The distinction matters for beekeepers, because the management response is different for each. Swarm cells mean the colony wants to divide. Emergency cells mean the queen is already dead. Supersedure cells mean the queen is alive but failing, and the colony has decided to do something about it.
The Trigger
What prompts 50,000 workers to collectively decide their queen isn't good enough?
The answer is chemical. The queen produces queen mandibular pheromone (QMP) - a blend of five primary compounds, including 9-ODA (9-oxo-2-decenoic acid) and 9-HDA (9-hydroxy-2-decenoic acid) - that circulates through the colony via direct contact and secondary transfer among workers. QMP does several things: it inhibits the development of worker ovaries, it attracts workers to attend the queen (the "retinue response"), it signals the queen's presence and quality to the colony, and it suppresses the construction of queen cells.
When QMP production declines, the suppressive effect weakens. Workers begin developing their ovaries slightly. The retinue around the queen thins. And workers begin constructing queen cells - the first visible sign that the colony has evaluated its queen and found her wanting.

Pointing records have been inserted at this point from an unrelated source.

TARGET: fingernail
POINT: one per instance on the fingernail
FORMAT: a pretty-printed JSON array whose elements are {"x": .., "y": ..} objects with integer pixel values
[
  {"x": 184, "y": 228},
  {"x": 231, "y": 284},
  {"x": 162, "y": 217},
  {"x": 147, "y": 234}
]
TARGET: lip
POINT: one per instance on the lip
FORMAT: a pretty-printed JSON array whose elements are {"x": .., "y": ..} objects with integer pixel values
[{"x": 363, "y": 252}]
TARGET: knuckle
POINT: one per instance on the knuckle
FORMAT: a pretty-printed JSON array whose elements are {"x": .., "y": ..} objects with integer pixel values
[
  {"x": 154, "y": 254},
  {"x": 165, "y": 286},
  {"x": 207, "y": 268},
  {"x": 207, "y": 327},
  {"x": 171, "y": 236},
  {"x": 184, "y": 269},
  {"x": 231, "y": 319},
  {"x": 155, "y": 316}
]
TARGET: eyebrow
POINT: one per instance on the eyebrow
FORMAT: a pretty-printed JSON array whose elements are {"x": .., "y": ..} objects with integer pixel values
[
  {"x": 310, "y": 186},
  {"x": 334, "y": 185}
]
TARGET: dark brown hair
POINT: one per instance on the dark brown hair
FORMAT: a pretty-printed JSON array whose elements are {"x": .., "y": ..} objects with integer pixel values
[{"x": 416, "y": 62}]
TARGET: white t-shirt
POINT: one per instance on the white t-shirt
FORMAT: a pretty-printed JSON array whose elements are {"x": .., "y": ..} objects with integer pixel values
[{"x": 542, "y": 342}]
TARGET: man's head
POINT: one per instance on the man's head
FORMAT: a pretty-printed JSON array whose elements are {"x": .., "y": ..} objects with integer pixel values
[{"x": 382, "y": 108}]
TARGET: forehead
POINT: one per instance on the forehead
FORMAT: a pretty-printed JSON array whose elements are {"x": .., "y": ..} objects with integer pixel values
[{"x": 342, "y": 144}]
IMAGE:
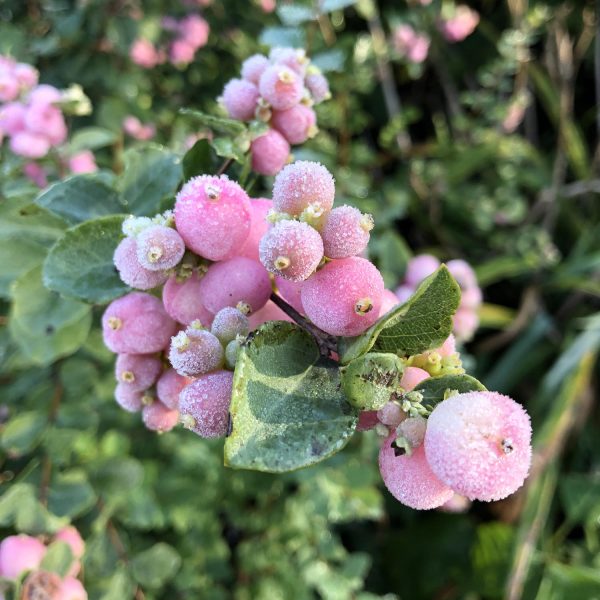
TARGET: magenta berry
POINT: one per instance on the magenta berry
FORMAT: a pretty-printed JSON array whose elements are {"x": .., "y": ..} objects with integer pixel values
[
  {"x": 344, "y": 297},
  {"x": 159, "y": 248},
  {"x": 240, "y": 98},
  {"x": 346, "y": 232},
  {"x": 136, "y": 324},
  {"x": 237, "y": 281},
  {"x": 204, "y": 404},
  {"x": 292, "y": 250},
  {"x": 212, "y": 215},
  {"x": 303, "y": 184},
  {"x": 270, "y": 152},
  {"x": 479, "y": 444}
]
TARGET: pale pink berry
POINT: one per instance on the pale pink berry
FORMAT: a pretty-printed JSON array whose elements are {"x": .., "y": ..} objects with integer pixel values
[
  {"x": 136, "y": 324},
  {"x": 183, "y": 301},
  {"x": 281, "y": 87},
  {"x": 303, "y": 184},
  {"x": 234, "y": 281},
  {"x": 479, "y": 444},
  {"x": 346, "y": 232},
  {"x": 212, "y": 215},
  {"x": 270, "y": 152},
  {"x": 344, "y": 297},
  {"x": 253, "y": 67},
  {"x": 169, "y": 386},
  {"x": 204, "y": 404},
  {"x": 19, "y": 553},
  {"x": 137, "y": 371},
  {"x": 410, "y": 479},
  {"x": 296, "y": 124},
  {"x": 159, "y": 248},
  {"x": 195, "y": 352},
  {"x": 157, "y": 417},
  {"x": 240, "y": 98},
  {"x": 131, "y": 271},
  {"x": 291, "y": 249}
]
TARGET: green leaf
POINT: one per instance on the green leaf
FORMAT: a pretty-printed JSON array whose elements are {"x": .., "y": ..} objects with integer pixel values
[
  {"x": 157, "y": 565},
  {"x": 150, "y": 175},
  {"x": 80, "y": 198},
  {"x": 80, "y": 264},
  {"x": 420, "y": 324},
  {"x": 287, "y": 407},
  {"x": 434, "y": 388}
]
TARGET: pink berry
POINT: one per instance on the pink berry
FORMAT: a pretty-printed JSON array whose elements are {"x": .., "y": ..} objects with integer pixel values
[
  {"x": 479, "y": 444},
  {"x": 344, "y": 297},
  {"x": 281, "y": 87},
  {"x": 131, "y": 271},
  {"x": 212, "y": 215},
  {"x": 195, "y": 352},
  {"x": 137, "y": 371},
  {"x": 169, "y": 386},
  {"x": 346, "y": 232},
  {"x": 159, "y": 248},
  {"x": 19, "y": 553},
  {"x": 270, "y": 153},
  {"x": 236, "y": 280},
  {"x": 303, "y": 184},
  {"x": 292, "y": 250},
  {"x": 204, "y": 404},
  {"x": 157, "y": 417},
  {"x": 240, "y": 98},
  {"x": 183, "y": 301},
  {"x": 136, "y": 324},
  {"x": 410, "y": 479},
  {"x": 296, "y": 124}
]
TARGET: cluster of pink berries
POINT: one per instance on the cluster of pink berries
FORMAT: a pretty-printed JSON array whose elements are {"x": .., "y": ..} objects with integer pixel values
[
  {"x": 280, "y": 90},
  {"x": 466, "y": 319},
  {"x": 20, "y": 554},
  {"x": 188, "y": 35}
]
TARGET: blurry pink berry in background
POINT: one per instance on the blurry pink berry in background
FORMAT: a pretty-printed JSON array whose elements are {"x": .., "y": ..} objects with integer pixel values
[{"x": 460, "y": 25}]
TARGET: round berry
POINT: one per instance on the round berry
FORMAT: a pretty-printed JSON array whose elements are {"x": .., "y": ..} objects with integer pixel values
[
  {"x": 292, "y": 250},
  {"x": 239, "y": 282},
  {"x": 136, "y": 324},
  {"x": 479, "y": 444},
  {"x": 204, "y": 404},
  {"x": 344, "y": 297},
  {"x": 212, "y": 215},
  {"x": 303, "y": 184}
]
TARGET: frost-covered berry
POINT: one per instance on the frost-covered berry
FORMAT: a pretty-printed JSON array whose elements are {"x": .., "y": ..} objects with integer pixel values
[
  {"x": 479, "y": 444},
  {"x": 137, "y": 371},
  {"x": 183, "y": 301},
  {"x": 169, "y": 386},
  {"x": 159, "y": 248},
  {"x": 158, "y": 417},
  {"x": 281, "y": 87},
  {"x": 234, "y": 281},
  {"x": 136, "y": 324},
  {"x": 270, "y": 152},
  {"x": 296, "y": 124},
  {"x": 204, "y": 404},
  {"x": 346, "y": 232},
  {"x": 291, "y": 249},
  {"x": 240, "y": 98},
  {"x": 131, "y": 271},
  {"x": 410, "y": 479},
  {"x": 19, "y": 553},
  {"x": 195, "y": 352},
  {"x": 228, "y": 324},
  {"x": 212, "y": 215},
  {"x": 303, "y": 184},
  {"x": 344, "y": 297}
]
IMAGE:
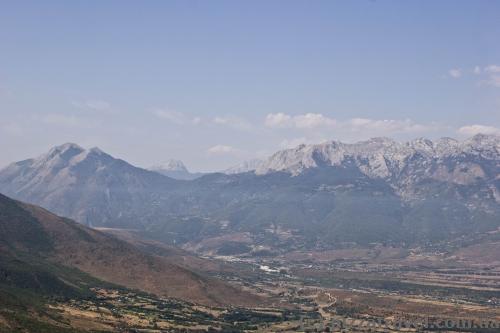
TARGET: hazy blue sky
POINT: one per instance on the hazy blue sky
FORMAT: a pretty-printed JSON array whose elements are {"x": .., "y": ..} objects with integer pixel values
[{"x": 216, "y": 82}]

QMP production declines for several reasons:
Age. A queen's pheromone output peaks in her first year and declines gradually thereafter. A 3-year-old queen produces measurably less QMP than a 1-year-old queen. This is why commercial beekeeping operations routinely requeen every 1 to 2 years - they replace the queen before the colony does, avoiding the productivity dip that comes with a failing queen and the 2 to 4-week brood gap during natural supersedure.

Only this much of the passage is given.